Other provisions to the MOU were amended. Certain provisions contained conforming changes consistent with the division of authority described above. Additional amendments addressed other issues. For example, Section 7.117(e)(1)(A) was amended to clarify that generators of both solid waste and oil and gas waste are encouraged to seek recycling options rather than disposal.

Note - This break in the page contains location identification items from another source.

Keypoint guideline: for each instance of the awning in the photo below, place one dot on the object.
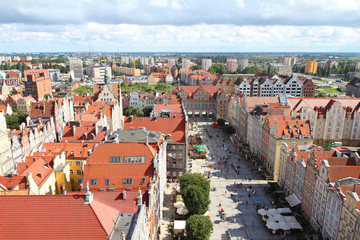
(179, 224)
(293, 200)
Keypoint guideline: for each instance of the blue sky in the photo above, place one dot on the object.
(180, 25)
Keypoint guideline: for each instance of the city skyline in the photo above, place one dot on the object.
(171, 26)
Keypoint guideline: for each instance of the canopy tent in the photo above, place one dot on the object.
(284, 210)
(284, 225)
(293, 200)
(273, 211)
(279, 218)
(262, 212)
(179, 224)
(182, 211)
(293, 222)
(273, 225)
(179, 204)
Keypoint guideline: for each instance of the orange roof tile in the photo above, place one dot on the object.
(98, 166)
(73, 219)
(174, 126)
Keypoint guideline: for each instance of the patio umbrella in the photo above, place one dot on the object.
(273, 225)
(182, 211)
(284, 225)
(262, 211)
(179, 204)
(273, 211)
(279, 218)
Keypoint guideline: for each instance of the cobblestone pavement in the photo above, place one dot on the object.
(243, 221)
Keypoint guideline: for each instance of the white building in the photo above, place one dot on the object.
(243, 63)
(206, 64)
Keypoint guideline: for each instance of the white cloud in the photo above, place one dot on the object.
(202, 37)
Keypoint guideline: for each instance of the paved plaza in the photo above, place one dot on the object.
(243, 221)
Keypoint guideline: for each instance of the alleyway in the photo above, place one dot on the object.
(236, 201)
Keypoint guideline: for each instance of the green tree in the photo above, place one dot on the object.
(147, 110)
(198, 227)
(217, 68)
(229, 129)
(327, 146)
(14, 121)
(134, 111)
(196, 199)
(195, 67)
(221, 122)
(190, 179)
(47, 96)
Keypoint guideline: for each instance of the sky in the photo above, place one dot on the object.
(180, 25)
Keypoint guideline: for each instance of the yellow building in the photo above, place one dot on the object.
(290, 132)
(349, 221)
(311, 67)
(76, 154)
(6, 159)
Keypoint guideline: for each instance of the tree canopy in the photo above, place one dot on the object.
(198, 227)
(134, 111)
(189, 179)
(196, 199)
(217, 68)
(14, 121)
(147, 110)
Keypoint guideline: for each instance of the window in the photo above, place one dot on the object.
(134, 159)
(127, 180)
(115, 159)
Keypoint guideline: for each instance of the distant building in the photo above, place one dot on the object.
(281, 68)
(98, 72)
(76, 69)
(185, 64)
(243, 63)
(290, 60)
(311, 67)
(231, 65)
(37, 84)
(206, 64)
(171, 62)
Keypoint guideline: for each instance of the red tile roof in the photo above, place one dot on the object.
(39, 166)
(48, 217)
(72, 150)
(70, 136)
(81, 100)
(340, 172)
(42, 109)
(98, 166)
(12, 181)
(174, 126)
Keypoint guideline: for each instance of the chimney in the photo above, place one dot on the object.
(139, 197)
(88, 195)
(74, 130)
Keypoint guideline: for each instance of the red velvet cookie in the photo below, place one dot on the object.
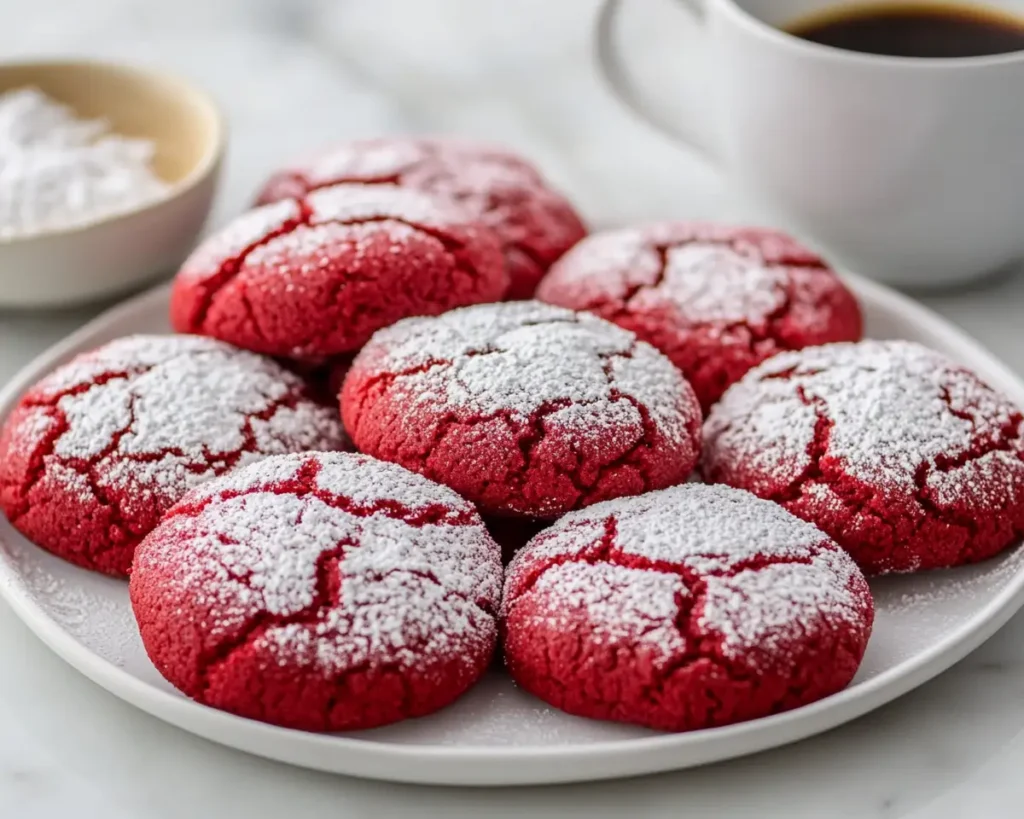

HB 2771 directs the TCEQ to submit to EPA a request to amend and supplement its TPDES authority no later than September 1, 2021. Thus, it is likely the transfer of wastewater discharge authority may not occur in the short term. Issues will undoubtedly arise regarding enforcement and permitting of pending matters. The preamble to the new rule addresses this issue. Once EPA approves the TCEQ request regarding TPDES authority, jurisdiction over final orders related to the program issued by the RRC will become vested in the TCEQ, including tracking compliance within orders. As to pending enforcement actions, the RRC will retain jurisdiction until full resolution of a matter is reached. A pending enforcement action will generally be considered to exist where a RRC notice of violation was issued. Finally, upon EPA’s approval of the amendment to delegation, the TCEQ will assume responsibility for pending lawsuits at the Texas Attorney General’s Office concerning the transferred subject matter.
These amendments to the MOU allow for a broadening of TCEQ oversight of certain E&P operations. While the TCEQ has long had regulatory authority over air permitting and attendant compliance, it will now play a more prominent role in wastewater discharge authorization and compliance. It will be important for industry to develop a comprehensive understanding of relevant TCEQ rules and guidance concerning the impending oversight of these programs. It will also be important for industry to understand exactly where each agency’s jurisdiction begins and ends for affected media.